One of the ongoing questions from members of boards of directors is how to resolve the tension between oversight and managing.
An excellent starting point to understanding this role is to consider the metaphor, “put sand in the shoes of management,” meaning that boards need to continually challenge management on the scenarios that management has considered and what stories it is telling itself about what could go wrong. Moreover, as aptly shown by the phrase, “boards need to get management out of its comfort zone,” executive teams begin to believe about themselves and how well they are doing. The independent challenge that the board can offer is that by putting that little bit of sand in the shoe of management it makes sure management is thinking about things carefully.
The key role of the board is not management, but oversight focusing on governance. To have good oversight, an effective board should challenge senior management not only on what they have planned for, but what they may not have considered, or may not have even known about.
A board should focus on all those stakeholders involved in the company. This can include the management team itself, the employees, shareholders, business venture partners, and the board members themselves.
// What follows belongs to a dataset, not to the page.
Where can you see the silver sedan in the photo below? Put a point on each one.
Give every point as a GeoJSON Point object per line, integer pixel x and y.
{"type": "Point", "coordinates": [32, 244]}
Reputational damage hurts everyone. One of the things that can really make a difference to management is when the board is able to be an effective devil’s advocate—not managing the senior executives, but rather assisting them in their governing role by helping management to step back and think critically of their own underlying assumptions and biases.
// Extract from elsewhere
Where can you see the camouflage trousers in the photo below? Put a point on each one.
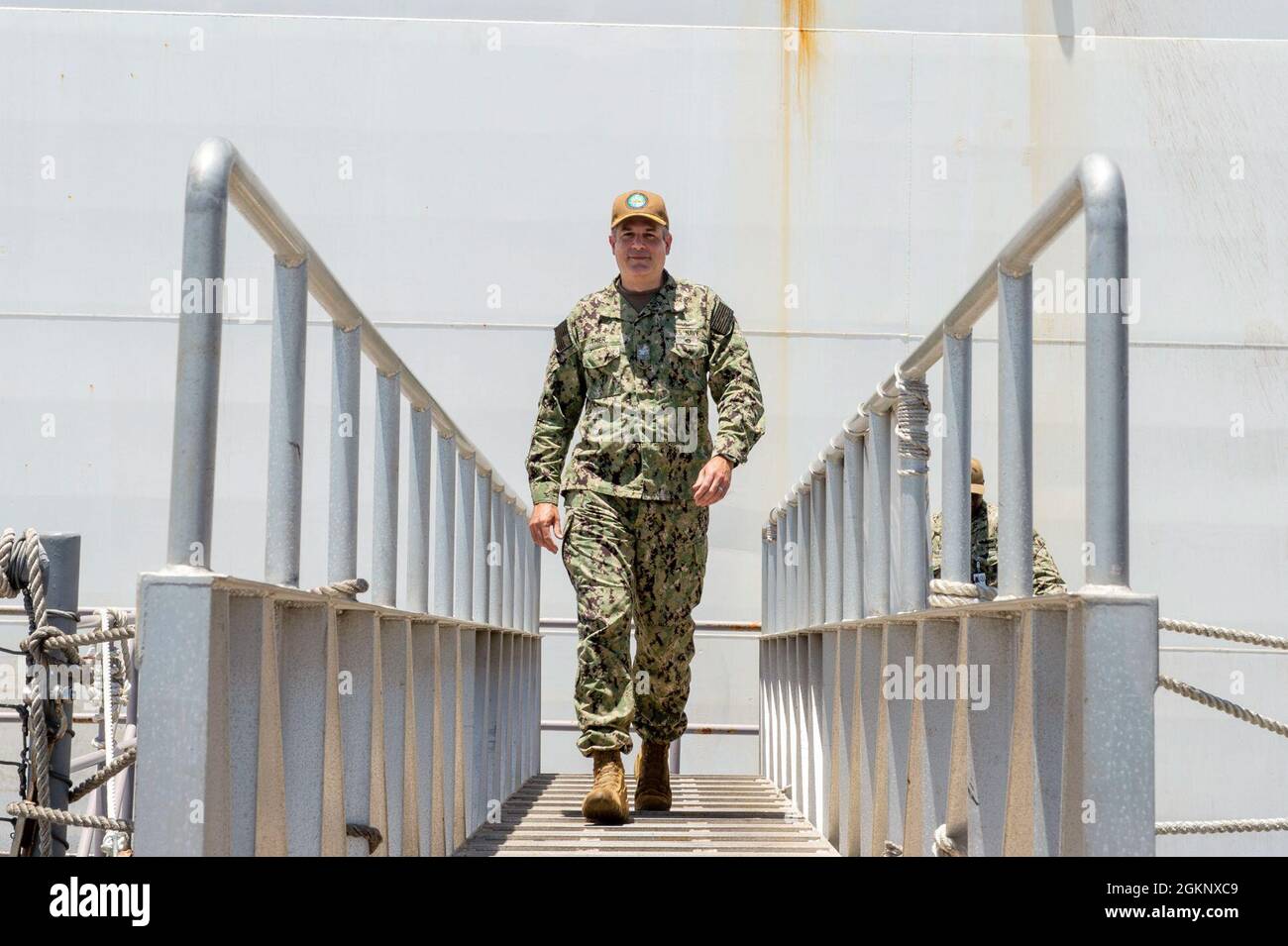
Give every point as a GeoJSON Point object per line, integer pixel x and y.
{"type": "Point", "coordinates": [640, 559]}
One of the continuing struggles I hear from board members is asymmetrical information, largely due to the siloed nature of company information and structures. These sorts of barriers are pervasive in any company of any size that has different operations, product lines, and markets in different countries and time zones. These limitations in the free flow of information by themselves create a risk to the organization, its investors, employees, and the board’s ability to ask questions.
It's a reminder to management to listen carefully to its own organization and be able to link information to all of the places it needs to be fed, lest you suffer the same fate as Wells Fargo's board, which led to its fraudulent accounts scandal.